Re: New CSV export/import feature

Posted: Mon Apr 11, 2011 2:55 pm
by CApaddler
Hi Cyril,

I use SKP in US-English and in German. I exported my User Dictionary to edit it on a regular computer. I see, however, that German characters such as ä, ö, ü, ß etc. are represented incorrectly when I view the .CSV file on my Android device, or when I view it on my computer in various editors (Notepad, Wordpad, Excel 2007).

für is shown as für, for example.

Looks like some sort of charset problem. My Android locale is set to US-English. If I edit the .CSV file and reimport, is it going to corrupt these types of entries? How can I be sure that adding new words with these characters will be properly imported when I use the new import .CSV feature?

Thanks!

Re: New CSV export/import feature

Posted: Wed Apr 13, 2011 8:23 am
by cyril
Hello
Files must be encoded in UTF-8. You should be able to tell Excel to use UTF_8 encoding when you open the CSV file.

Re: New CSV export/import feature

Posted: Wed Apr 13, 2011 9:07 am
by CApaddler
Thanks Cyril.

For people having trouble editing their files in UTF-8 in Windows, there are a few workarounds:

1. Using Excel 2007, .csv files are not displayed with UTF-8 encoding. To work around this, rename the file to .txt and open it in Excel. It will then prompt you for the type of encoding to use.
2. Use OpenOffice/LibreOffice, native support for UTF-8 .csv files is supposedly included.
3. Google Docs is reported to work as well (untested).

Anyway, just a few options for those of you who want to edit your user dictionaries on non-Linux machines.

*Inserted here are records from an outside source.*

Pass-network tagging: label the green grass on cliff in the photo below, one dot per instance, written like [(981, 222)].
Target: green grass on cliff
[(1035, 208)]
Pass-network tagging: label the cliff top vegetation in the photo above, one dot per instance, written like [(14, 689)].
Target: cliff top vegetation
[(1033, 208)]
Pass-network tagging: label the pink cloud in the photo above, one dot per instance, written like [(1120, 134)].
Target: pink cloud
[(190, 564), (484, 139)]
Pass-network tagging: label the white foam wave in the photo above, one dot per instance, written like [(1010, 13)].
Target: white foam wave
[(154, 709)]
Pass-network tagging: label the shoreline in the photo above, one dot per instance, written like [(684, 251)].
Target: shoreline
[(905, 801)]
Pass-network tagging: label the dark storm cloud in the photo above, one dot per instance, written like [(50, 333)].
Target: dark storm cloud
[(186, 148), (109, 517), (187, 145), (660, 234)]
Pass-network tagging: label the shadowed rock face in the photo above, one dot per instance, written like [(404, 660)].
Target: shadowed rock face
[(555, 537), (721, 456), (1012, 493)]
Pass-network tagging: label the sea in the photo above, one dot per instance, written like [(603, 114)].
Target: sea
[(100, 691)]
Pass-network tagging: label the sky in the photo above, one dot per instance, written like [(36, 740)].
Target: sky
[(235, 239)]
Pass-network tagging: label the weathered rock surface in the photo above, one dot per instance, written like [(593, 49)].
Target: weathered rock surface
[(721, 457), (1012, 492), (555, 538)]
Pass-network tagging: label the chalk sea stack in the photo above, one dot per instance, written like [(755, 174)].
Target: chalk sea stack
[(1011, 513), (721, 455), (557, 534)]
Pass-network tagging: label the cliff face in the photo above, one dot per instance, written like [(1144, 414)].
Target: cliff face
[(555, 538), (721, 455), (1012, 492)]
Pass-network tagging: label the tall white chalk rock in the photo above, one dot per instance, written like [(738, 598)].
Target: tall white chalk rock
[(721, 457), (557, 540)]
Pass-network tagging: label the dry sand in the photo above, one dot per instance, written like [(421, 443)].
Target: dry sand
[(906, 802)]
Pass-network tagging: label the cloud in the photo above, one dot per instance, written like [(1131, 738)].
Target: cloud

Re: New CSV export/import feature

Posted: Sun May 08, 2011 10:42 am
by Ivanhoe
Dear Cyril,

I have made a csv file to import for serbian language, but it contains some 200.000 words and it took couple of hours for it to be imported. Once done however, smart keyboard stopped offering any suggestions except for the names from contacts. I suspect that the problem is in the size of the file. I will upload the file here, and could You please make a dictionary installation out of it if it's possible?

Thanks in advance.
userdic.part01.rar
(240.01 KiB) Downloaded 436 times
userdic.part02.rar
(240.01 KiB) Downloaded 413 times
userdic.part03.rar
(37.51 KiB) Downloaded 418 times

Re: New CSV export/import feature

Posted: Sat May 14, 2011 2:37 pm
by cyril
Indeed the user dictionary is not designed to cope with so many words. I would be happy to create a dictionary for serbian language, but can you provide me with word frequencies as well (or at least a sorted word list) ? Without that I cannot create a dictionary.